The Large Hadron Collider, which is run by the European Organization for Nuclear Research, lies in a 27-kilometre-long underground circuit beneath the French-Swiss border and is set to begin low-energy operations on Sept. 10.
It has attracted worldwide attention, in part because it has been a costly project, with a total budget of $9 billion. But it has also raised fears among the general populace about the potential dangers of such a large experiment.
Those fears are unfounded, wrote the safety assessment group for the LHC in a study published Friday. The safety group said its latest review should dispel fears of universe-gobbling black holes or anti-matter destroying the Earth.
If particle collisions like the ones created at the LHC had the power to destroy the Earth, such interactions would have wiped out the planet long ago, the group wrote Friday in the Journal of Physics G: Nuclear and Particle Physics.
"Nature has already conducted the equivalent of about a hundred thousand LHC experimental programs on Earth – and the planet still exists," they wrote.
It's the second such study by the safety assessment group. The first study, published in 2003, came to similar conclusions.
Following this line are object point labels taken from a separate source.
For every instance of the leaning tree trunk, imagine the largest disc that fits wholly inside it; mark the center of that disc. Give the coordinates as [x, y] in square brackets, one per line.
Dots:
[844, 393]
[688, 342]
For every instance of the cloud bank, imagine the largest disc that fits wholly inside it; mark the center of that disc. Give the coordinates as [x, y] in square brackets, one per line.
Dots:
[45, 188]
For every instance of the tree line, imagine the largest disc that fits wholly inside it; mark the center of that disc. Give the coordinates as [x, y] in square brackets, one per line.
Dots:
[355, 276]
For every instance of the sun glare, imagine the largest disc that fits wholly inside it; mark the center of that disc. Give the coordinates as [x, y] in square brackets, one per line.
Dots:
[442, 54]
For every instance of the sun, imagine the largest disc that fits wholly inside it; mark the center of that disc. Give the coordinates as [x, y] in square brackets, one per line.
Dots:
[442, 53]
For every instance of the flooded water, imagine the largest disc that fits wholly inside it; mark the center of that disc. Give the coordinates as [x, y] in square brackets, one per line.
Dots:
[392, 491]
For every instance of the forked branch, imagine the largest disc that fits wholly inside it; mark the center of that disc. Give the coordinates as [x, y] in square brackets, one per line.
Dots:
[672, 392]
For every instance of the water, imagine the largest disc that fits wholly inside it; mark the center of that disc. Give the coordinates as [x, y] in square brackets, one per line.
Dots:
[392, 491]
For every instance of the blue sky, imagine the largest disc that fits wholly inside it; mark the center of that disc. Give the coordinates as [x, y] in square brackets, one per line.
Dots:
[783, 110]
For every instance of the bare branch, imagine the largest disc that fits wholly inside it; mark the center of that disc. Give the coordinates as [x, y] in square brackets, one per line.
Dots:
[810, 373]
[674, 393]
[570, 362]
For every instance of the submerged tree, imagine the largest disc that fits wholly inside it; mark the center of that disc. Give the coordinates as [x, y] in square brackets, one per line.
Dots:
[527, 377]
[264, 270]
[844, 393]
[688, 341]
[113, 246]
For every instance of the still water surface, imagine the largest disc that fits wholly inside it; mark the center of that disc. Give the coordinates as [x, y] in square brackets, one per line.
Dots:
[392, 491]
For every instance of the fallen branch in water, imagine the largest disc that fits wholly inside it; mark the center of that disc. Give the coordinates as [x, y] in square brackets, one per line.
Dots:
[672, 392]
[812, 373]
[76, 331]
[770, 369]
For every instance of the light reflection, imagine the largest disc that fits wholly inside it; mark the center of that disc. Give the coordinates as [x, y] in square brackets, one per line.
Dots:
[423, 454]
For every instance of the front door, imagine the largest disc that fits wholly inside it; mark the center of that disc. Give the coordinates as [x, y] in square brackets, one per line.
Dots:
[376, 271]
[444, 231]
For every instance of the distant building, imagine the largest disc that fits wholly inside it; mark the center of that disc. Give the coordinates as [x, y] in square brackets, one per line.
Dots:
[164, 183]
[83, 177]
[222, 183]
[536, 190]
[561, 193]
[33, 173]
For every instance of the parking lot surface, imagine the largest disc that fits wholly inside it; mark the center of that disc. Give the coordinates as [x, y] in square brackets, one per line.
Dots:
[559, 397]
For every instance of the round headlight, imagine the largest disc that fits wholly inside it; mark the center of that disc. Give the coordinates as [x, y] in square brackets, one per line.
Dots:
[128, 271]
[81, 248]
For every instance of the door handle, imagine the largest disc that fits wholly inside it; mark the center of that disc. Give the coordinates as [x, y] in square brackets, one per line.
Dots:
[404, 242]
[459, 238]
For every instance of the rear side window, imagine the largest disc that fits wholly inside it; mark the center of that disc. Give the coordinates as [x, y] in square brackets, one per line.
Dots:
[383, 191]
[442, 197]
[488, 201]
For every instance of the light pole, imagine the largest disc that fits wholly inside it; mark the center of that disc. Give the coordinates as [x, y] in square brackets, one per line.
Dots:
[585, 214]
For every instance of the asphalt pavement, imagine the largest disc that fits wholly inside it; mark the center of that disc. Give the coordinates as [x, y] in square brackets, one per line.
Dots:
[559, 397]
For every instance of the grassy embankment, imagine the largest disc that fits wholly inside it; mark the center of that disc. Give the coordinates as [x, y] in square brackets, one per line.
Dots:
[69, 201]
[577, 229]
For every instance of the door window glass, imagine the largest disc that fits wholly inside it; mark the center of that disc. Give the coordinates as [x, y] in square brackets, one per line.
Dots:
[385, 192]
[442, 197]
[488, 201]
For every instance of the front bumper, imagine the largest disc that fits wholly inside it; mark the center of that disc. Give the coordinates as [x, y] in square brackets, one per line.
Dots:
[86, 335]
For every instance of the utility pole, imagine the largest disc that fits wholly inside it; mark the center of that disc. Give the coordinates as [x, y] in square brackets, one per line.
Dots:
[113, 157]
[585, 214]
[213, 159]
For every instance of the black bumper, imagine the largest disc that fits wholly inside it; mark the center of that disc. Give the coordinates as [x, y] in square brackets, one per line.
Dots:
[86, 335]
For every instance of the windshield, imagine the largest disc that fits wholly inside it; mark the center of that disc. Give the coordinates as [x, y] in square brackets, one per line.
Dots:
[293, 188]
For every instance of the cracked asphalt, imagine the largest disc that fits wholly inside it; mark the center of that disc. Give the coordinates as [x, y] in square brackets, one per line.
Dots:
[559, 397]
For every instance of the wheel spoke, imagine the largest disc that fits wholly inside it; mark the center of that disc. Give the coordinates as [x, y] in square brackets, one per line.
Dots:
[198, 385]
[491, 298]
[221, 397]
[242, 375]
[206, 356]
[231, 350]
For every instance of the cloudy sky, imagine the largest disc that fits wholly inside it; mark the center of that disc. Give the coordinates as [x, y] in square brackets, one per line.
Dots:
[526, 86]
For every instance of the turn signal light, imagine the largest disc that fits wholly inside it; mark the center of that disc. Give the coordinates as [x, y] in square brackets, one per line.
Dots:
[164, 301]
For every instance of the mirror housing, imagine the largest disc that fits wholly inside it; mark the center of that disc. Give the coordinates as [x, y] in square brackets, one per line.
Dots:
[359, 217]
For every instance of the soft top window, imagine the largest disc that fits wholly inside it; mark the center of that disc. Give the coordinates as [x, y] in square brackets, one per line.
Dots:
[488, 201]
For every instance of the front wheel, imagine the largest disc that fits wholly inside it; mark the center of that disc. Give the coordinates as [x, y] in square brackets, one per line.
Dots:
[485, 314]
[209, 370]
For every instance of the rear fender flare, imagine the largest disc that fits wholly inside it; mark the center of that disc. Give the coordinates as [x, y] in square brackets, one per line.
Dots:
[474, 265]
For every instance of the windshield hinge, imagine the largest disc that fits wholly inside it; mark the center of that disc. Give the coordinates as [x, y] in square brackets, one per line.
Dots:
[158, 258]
The collider will use a ring of super-cooled magnets to push two proton beams to speeds and energies never before reached under controlled conditions, crashing the protons into one another to create and detect a host of new particles.
It is expected to be the most powerful tool yet for physicists hoping to uncover the secrets behind the laws of the universe, both on the tiny scale of quantum mechanics and the huge domain of galaxies and black holes.
Physicists from universities across Canada will be involved in the LHC's operations through the ATLAS experiment, one of two main experiments studying the results of proton-on-proton collisions.